Text AI watermarks will always be trivial to remove
The European Union AI Act will begin to be enforceable in August 2026, one month from now1. One of the biggest new requirements is Article 50, which requires all AI outputs to be “detectable as artificially generated”. In other words, if LLM providers want to do business in the EU, they will have to apply a watermark to their outputs2: some hidden signature that can be used to identify AI content.
LLM text watermarking is a fascinating problem. Like the best engineering problems, it is theoretically hard to solve perfectly, but has multiple partial solutions: for instance, Google’s SynthID, and (as I’ll argue) some quiet Unicode trickery from OpenAI and Anthropic. It will be interesting to see how the AI labs navigate these tradeoffs before the end of the year.
Why text watermarking is hard
I wrote about AI watermarking at the end of last year in AI detection tools cannot prove that text is AI-generated. It’s easy to watermark an image, because digital images contain lots of noise that the human eye can’t really see. For instance, you could apply a watermark like “these twenty pixels in these exact spots will always share a color”. Text is much, much harder. Unlike images, text is a very compressed medium: you cannot make any change to a sentence that a human wouldn’t notice (with one exception, which we’ll get to later). So how are you supposed to watermark it?
It’s basically a text steganography problem (concealing a secret code), made more difficult because the plaintext cannot be arbitrarily manipulated. Any changes you make to apply the watermark will compromise the quality of the output. For instance, “every fifth letter is an ‘e’” would be a good watermark, but applied naively would make the AI output full of typos. Could you just let the model figure out how to fit the watermark? Strong AI models are smart enough to juggle this kind of constraint3, but it’d still consume reasoning time that would be better spent on the user’s problem, and make the model sound much less capable than it is4.
Do we need watermarks to detect AI content?
Do you really need a watermark? If you’re Anthropic, and you’re required to be able to verify whether your models produced a particular block of text, can’t you simply run the text through each model, measuring as you go how closely the model’s predicted tokens match each token from the text?

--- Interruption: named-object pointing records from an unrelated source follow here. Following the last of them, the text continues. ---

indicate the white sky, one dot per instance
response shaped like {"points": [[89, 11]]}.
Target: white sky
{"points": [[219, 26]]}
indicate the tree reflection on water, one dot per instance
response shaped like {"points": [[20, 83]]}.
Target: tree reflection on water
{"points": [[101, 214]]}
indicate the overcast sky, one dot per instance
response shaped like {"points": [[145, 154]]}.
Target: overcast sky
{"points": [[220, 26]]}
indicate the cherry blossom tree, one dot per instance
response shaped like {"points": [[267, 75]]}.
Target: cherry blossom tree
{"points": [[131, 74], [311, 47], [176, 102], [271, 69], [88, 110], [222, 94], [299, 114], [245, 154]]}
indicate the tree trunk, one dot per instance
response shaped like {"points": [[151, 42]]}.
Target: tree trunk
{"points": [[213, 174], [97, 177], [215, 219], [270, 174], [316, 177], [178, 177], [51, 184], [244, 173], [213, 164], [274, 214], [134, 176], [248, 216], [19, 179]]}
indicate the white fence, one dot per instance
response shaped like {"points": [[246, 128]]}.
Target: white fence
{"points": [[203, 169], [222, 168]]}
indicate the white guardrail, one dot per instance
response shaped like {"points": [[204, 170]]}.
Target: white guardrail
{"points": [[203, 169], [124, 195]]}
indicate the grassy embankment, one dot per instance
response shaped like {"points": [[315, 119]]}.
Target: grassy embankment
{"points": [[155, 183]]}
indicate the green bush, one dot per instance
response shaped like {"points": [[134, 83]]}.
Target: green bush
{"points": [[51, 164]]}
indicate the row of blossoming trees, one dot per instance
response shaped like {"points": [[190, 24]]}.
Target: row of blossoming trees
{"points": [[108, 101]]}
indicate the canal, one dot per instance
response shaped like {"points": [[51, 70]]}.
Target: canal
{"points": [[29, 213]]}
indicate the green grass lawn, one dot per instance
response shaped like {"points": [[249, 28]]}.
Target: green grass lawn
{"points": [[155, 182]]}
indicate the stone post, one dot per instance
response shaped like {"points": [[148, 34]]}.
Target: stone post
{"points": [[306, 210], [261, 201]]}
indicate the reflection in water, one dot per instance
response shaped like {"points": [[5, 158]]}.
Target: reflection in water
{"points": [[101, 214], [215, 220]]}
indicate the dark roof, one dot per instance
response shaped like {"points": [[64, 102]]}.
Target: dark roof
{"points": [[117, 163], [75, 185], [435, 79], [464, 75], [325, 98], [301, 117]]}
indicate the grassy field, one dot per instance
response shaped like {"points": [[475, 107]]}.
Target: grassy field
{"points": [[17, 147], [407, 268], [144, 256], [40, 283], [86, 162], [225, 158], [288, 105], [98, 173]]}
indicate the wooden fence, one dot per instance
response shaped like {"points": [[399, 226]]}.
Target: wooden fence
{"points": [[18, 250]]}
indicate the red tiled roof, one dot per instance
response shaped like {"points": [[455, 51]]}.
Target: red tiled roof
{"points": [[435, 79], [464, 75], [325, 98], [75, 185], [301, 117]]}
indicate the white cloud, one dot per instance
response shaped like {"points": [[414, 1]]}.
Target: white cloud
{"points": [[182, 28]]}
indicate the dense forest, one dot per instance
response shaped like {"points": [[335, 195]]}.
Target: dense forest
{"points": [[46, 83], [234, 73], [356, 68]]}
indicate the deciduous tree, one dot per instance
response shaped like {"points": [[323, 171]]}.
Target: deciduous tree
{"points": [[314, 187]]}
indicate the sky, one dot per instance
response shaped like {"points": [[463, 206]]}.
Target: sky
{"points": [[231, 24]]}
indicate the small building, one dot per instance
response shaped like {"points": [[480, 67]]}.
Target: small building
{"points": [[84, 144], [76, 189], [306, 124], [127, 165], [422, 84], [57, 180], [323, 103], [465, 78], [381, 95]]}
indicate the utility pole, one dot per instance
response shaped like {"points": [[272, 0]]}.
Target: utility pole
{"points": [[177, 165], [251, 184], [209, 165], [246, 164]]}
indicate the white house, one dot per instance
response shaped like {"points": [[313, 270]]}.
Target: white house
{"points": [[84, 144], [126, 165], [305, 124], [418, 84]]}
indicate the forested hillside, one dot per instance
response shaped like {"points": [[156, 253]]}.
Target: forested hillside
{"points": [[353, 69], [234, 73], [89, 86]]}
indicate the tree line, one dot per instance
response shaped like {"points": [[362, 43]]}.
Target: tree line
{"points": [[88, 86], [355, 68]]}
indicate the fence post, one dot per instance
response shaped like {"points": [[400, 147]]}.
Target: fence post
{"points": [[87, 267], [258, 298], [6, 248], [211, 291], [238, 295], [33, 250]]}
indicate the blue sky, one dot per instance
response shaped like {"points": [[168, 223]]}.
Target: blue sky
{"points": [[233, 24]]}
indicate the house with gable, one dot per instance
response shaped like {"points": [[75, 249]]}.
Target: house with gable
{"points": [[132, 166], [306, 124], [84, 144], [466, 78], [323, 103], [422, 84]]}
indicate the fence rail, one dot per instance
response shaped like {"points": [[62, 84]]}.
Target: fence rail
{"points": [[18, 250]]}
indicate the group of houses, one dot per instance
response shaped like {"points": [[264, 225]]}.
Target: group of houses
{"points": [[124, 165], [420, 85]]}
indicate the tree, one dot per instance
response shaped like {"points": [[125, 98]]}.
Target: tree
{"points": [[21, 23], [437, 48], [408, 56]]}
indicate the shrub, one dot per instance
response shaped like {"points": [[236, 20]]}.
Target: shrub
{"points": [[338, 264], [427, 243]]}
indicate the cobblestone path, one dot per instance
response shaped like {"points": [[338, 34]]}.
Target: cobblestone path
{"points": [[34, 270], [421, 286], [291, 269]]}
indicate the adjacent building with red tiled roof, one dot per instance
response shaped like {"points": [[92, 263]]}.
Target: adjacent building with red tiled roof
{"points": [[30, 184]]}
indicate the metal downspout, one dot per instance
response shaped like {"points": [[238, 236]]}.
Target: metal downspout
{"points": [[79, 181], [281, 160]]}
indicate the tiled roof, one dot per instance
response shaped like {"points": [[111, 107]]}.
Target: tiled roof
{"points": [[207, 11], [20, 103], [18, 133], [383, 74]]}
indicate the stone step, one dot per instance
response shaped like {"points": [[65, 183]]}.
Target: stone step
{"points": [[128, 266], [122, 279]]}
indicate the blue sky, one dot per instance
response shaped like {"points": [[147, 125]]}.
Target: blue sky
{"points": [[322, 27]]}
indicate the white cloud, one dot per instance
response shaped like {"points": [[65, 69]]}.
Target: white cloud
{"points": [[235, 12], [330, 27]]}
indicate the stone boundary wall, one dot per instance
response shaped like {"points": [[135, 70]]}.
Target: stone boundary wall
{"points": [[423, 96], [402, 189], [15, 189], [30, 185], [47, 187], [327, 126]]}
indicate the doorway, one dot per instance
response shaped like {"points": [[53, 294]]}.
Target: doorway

Not really. The space of “all possible Claude Sonnet answers to a question” is way larger than the space of “all possible watermarked answers to a question”. In other words, you’d get too many false positives for human text that reads like it was AI-written. It’s way more likely for a human to accidentally write like Claude than it is for a human to accidentally reproduce a watermark.
It would also be prohibitively expensive to run every Anthropic model against a piece of text in order to watermark it. The EU AI Act will eventually require labs like Anthropic to offer free watermarking services to every EU citizen (see Commitment 2). You couldn’t do that with the “run the model” approach.
How SynthID works
As far as I know, the only AI provider to say they watermark text output is Google, who use a tool called SynthID. Here’s how it works.
When a LLM generates text, it’s generating a series of tokens (words or chunks of words). At each step, the model itself doesn’t output a single token, but instead outputs a full list of all (say) 100,000 tokens in its vocabulary, each annotated with the probability that that token will be the next one. Tools like ChatGPT or Claude Code will pick semi-randomly from the most likely options in order to get their outputs. This semi-random sampling process can be influenced in a detectable way.
For instance, we could choose a sampling strategy like “we pick the second most likely token, then the first, then the second, then the first, and so on”. That would still produce high-quality output, but you’d be able to re-run the model against the generated text to verify that the pattern holds. However, that’d make verification really expensive, and any slight tweaks to the output would break the pattern and thus break the fingerprint. Is there a better way?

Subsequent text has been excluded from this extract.